Die Frage stellte sich, wie die Europäer darauf reagieren sollen. Frankreichs Regierungschef Fillon sagte: “ Wir wollen gemeinsam die Chance nutzen, beim nächsten europäischen Rat, klare politische Regeln vorzustellen, die die Finanzmärkte stabilisieren. Wir wollen gleichzeitig Instrumente schaffen, die Transparenz und Kontrolle garantieren. Und wir werden unsere Wirtschaften koordinieren. Wie auch in der Krise um Georgien zeigen wir, Europa ist sich einig. Europa funktioniert.”

Im Grand Hotel diskutierten die politischen Spitzen darüber, wie sie ihr Europäisches Ideen-Netzwerk etablieren können.

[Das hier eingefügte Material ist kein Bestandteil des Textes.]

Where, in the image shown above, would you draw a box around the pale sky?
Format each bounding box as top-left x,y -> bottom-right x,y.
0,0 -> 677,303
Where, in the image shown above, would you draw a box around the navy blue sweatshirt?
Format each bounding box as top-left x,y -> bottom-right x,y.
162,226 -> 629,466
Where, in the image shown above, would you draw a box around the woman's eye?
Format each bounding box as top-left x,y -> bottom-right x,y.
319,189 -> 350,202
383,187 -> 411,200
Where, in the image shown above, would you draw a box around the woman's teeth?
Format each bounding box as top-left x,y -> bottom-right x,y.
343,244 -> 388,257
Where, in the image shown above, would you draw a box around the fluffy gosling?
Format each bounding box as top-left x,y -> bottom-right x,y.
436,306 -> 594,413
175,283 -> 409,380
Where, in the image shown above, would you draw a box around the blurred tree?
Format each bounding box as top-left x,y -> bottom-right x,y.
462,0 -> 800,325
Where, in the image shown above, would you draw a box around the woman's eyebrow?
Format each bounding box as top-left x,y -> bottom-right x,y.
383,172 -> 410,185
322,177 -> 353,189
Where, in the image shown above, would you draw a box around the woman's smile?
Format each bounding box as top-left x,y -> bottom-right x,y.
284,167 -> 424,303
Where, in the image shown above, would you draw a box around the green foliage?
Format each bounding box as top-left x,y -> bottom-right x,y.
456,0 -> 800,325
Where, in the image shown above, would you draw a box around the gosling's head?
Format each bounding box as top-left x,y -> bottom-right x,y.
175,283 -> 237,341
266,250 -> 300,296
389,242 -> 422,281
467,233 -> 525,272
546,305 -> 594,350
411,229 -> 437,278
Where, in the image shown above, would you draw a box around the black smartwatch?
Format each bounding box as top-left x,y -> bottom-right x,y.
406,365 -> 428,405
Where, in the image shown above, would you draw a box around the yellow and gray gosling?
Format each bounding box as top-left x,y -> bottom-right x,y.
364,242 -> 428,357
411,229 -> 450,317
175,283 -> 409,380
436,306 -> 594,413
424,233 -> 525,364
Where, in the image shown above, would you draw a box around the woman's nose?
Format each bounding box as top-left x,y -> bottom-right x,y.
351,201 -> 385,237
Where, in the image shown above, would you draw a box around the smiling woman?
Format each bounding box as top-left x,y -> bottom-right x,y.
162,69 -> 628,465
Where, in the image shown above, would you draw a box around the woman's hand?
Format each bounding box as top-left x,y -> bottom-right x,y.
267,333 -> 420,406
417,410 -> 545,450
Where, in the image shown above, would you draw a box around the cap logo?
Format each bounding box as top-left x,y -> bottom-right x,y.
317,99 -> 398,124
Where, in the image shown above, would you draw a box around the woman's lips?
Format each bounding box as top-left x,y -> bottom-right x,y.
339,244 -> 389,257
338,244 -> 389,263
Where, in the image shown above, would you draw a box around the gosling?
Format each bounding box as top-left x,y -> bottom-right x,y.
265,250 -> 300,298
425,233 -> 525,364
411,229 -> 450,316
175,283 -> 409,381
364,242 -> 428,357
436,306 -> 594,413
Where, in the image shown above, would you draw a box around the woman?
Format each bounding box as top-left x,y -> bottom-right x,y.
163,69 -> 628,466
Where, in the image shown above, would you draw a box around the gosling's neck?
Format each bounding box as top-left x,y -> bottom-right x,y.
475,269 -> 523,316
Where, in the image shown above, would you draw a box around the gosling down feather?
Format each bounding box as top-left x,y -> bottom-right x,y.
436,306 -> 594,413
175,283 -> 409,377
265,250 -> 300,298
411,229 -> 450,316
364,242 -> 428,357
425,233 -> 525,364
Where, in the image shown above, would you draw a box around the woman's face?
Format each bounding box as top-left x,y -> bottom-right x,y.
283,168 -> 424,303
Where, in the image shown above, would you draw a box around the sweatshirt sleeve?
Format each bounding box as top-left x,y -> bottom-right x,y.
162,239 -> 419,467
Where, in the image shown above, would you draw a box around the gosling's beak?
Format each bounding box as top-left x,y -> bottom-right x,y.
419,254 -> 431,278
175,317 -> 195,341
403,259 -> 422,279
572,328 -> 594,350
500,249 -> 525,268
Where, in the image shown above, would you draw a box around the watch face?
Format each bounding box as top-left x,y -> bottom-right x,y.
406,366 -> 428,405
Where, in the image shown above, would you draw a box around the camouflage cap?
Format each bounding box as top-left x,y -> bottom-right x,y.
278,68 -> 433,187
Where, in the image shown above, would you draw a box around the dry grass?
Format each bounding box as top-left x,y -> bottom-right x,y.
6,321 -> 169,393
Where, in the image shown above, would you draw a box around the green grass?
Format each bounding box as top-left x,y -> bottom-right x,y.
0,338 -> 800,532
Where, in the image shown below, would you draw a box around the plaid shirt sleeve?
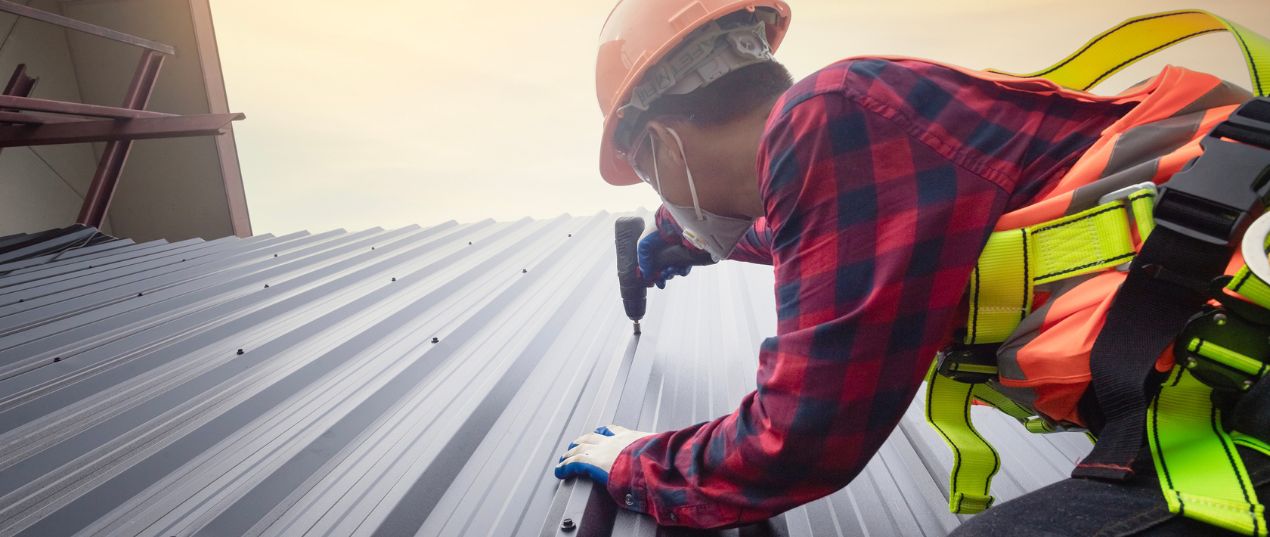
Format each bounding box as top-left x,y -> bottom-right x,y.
607,58 -> 1116,528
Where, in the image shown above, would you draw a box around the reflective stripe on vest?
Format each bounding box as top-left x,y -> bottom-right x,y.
927,10 -> 1270,534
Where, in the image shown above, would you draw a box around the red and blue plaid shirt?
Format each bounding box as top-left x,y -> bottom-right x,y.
607,57 -> 1132,528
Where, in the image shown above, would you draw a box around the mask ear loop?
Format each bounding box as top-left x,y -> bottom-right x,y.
648,133 -> 665,201
653,127 -> 706,221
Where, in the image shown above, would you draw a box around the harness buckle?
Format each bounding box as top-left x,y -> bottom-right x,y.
1154,98 -> 1270,246
935,343 -> 998,385
1173,306 -> 1270,394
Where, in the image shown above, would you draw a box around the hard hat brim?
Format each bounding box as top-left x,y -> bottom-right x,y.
599,0 -> 790,187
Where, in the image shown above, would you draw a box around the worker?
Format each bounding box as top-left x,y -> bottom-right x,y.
555,0 -> 1270,536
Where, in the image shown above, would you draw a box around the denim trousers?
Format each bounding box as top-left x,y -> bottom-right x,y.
951,446 -> 1270,537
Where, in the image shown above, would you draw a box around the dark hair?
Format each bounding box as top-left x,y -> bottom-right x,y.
619,61 -> 794,150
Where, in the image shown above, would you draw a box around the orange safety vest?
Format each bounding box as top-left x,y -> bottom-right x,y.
925,10 -> 1270,536
987,66 -> 1251,427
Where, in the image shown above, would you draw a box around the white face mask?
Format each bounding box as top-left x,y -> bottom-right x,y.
649,128 -> 754,262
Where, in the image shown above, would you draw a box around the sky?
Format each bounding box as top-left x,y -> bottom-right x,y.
212,0 -> 1270,234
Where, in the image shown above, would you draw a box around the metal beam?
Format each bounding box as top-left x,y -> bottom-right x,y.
0,113 -> 244,147
75,51 -> 163,229
0,0 -> 177,56
0,94 -> 177,119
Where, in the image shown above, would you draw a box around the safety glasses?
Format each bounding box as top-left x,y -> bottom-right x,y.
626,128 -> 657,190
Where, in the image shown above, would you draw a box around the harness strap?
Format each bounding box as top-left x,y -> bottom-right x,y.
926,10 -> 1270,527
965,184 -> 1158,345
1147,367 -> 1266,536
988,9 -> 1270,95
926,363 -> 1001,514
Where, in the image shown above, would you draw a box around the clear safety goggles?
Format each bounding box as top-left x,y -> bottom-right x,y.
626,128 -> 660,187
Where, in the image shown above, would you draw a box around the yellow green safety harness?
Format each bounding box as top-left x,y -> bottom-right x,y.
926,10 -> 1270,536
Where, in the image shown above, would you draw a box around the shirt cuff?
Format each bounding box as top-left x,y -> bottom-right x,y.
605,435 -> 653,513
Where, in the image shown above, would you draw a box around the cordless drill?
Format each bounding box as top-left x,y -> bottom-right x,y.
613,216 -> 715,334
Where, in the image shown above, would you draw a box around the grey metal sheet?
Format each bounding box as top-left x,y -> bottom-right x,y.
0,215 -> 1088,536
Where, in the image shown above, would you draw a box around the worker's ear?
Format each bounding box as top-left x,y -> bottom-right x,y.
648,119 -> 687,169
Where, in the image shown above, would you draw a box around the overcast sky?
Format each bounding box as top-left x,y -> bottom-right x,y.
212,0 -> 1270,234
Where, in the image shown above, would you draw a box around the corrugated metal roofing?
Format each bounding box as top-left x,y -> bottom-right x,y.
0,215 -> 1088,536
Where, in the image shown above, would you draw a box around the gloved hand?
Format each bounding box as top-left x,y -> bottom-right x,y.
635,231 -> 692,289
555,424 -> 654,485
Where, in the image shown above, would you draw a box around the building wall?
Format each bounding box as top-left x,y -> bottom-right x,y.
0,0 -> 251,241
0,0 -> 114,235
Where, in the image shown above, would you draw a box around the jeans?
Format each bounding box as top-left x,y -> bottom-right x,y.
951,446 -> 1270,537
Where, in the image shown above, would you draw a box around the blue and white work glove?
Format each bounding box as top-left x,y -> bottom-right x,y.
556,424 -> 654,486
635,231 -> 692,289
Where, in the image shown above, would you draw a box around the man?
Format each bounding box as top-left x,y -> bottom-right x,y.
556,0 -> 1270,534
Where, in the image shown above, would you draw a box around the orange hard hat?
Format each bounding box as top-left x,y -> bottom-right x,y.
596,0 -> 790,185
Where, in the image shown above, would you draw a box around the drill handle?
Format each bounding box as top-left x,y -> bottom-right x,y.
613,216 -> 649,321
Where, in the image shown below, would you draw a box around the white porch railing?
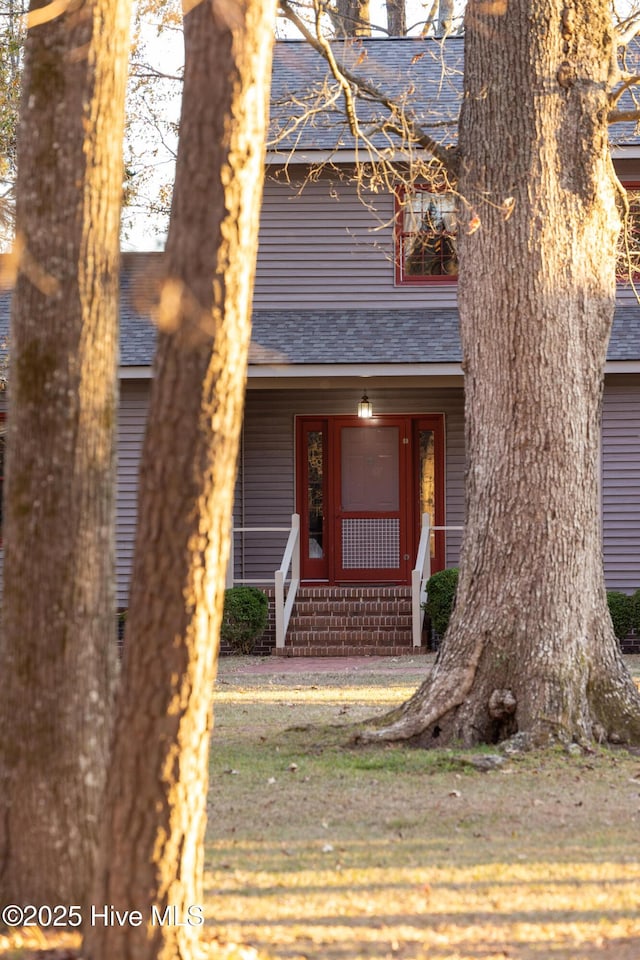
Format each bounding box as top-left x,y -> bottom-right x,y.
227,513 -> 300,647
411,513 -> 463,647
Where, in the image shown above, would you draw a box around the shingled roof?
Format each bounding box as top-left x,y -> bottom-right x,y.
0,253 -> 640,368
269,37 -> 464,153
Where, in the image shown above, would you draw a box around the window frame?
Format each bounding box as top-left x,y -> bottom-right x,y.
394,183 -> 458,287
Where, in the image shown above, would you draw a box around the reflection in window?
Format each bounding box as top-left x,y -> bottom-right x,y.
307,430 -> 324,560
418,430 -> 436,557
399,188 -> 458,281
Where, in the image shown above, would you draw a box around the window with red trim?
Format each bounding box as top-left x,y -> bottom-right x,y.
396,185 -> 458,283
616,183 -> 640,283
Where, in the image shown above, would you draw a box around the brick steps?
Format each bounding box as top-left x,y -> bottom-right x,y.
273,587 -> 424,657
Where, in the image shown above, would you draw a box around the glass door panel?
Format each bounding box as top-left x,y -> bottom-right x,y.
335,418 -> 406,582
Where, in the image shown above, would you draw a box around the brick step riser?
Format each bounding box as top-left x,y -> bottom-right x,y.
297,587 -> 411,600
286,626 -> 413,644
289,612 -> 412,630
293,603 -> 411,617
272,644 -> 428,657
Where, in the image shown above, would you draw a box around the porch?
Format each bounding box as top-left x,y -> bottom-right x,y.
227,514 -> 461,657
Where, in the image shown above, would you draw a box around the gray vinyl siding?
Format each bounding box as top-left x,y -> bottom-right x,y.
254,177 -> 456,310
116,380 -> 151,607
234,385 -> 464,583
602,375 -> 640,593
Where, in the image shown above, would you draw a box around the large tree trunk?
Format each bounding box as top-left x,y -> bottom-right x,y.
362,0 -> 640,745
0,0 -> 129,905
83,0 -> 275,960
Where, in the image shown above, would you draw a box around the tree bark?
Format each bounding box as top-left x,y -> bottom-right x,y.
0,0 -> 129,905
362,0 -> 640,746
83,0 -> 275,960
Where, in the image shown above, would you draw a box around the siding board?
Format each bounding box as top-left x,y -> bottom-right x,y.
254,177 -> 456,310
602,375 -> 640,593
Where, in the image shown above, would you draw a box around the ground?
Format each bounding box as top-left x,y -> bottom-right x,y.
0,657 -> 640,960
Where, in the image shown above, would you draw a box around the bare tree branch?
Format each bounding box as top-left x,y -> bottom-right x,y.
280,0 -> 457,177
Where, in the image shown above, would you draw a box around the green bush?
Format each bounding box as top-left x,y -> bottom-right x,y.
220,587 -> 269,653
425,567 -> 458,637
631,590 -> 640,635
607,590 -> 633,640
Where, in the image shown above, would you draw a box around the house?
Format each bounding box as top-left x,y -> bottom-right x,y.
1,38 -> 640,655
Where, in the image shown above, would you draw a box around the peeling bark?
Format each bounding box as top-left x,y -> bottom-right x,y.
83,0 -> 275,960
364,0 -> 640,746
0,0 -> 130,905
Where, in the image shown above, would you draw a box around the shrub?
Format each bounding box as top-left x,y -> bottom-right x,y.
607,590 -> 633,640
425,567 -> 458,637
631,590 -> 640,635
220,587 -> 269,653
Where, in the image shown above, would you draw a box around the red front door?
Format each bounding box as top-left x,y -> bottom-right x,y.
297,415 -> 444,584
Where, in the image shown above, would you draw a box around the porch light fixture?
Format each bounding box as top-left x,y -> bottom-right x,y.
358,393 -> 373,420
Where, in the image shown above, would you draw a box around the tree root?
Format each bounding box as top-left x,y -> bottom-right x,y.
355,638 -> 484,744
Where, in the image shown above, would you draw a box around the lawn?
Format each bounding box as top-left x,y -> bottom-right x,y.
5,657 -> 640,960
206,657 -> 640,960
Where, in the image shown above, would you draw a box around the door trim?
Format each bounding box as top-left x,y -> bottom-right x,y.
295,413 -> 445,585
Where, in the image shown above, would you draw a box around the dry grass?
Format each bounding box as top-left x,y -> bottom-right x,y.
0,657 -> 640,960
206,658 -> 640,960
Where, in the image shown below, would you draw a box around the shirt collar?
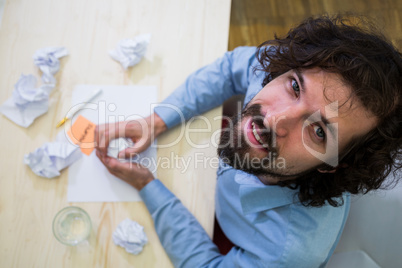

Das Nein der Iren zum Verfassungsvertrag spielte dabei keine Rolle, zu schwerwiegend ist die Krise an den weltweiten Finanzmärkten. EU-Kommissionspräsident Barroso meinte: “ Schon seit langem fordert die Kommission, daß sie mehr Einfluß in diesem Bereich bekommt. Damit sie auch weltweit agieren kann.”

Die Ergebnisse dieses Treffens werden beim nächsten Rat im Oktober vorgestellt.